Kumar Arun Neppalli, 57, pleaded guilty in September to 17 counts of wire fraud, committed between December 2017 and May 2021, according to court documents. He resigned from his traffic planning job with the town of Chapel Hill in November 2021, after filing for Chapter 7 bankruptcy.

“Neppalli was a conman running a classic ‘affinity fraud,’ targeting Indian-American investors in the Triangle for their hard-earned savings,” U.S. Attorney Michael Easley said. “It was a pure Ponzi scheme — stoking false hopes of financial success, but using new investor money to pay off earlier investors, while masquerading those payments as legitimate profits.”

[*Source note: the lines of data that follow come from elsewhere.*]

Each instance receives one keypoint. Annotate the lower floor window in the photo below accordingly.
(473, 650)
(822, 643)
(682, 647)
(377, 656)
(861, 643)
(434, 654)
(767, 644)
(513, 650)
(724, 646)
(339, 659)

Neppalli had worked for the town since 2000 and was a widely regarded member of the Triangle’s Indian American community, previously serving as vice president and president of the Triangle Area Telugu Association, and as a former board member with the Hindu Society of North Carolina. He also served for 11 years as president of his Twin Lakes Master Association in Cary.

Federal investigators said Neppalli, who lived in Cary, used his position in the community to defraud his victims, telling them that he had connections to real estate developers in the Orange County area through his job with the town and that he would invest their money in real estate projects.

A News & Observer investigation in 2021 revealed that Neppalli, a native of India, was accused of bilking 15 investors out of $1.9 million in business loans that he acquired through his connections with the Triangle’s Indian community.

Federal investigators said Neppalli would ask interested investors to provide money in a short amount of time, sometimes on the same day, to help close the transaction, according to a news release.

Neppalli promised to return their principal investment plus a profit within a few months, and often asked his victims not to discuss the transaction with other members of the Indian American community, they said, sometimes mentioning a non-disclosure agreement.

He used money from subsequent victims to repay earlier investors, investigators said.

A town spokesman told The N&O that Chapel Hill staff investigated Neppalli’s work but did not find any irregularities.

Neppalli could have faced up to 20 years in prison for the original 23 charges, federal officials have said. His bankruptcy case is still pending in federal court. Four investors who spoke with The N&O said they knew Neppalli through mutual friends or state and national Indian cultural groups.

“Neppalli swindled members of his own tight-knit community,” the state’s FBI Special Agent in Charge Robert DeWitt said. “He pretended to have inside information to make them rich, instead many victims lost their entire life savings.”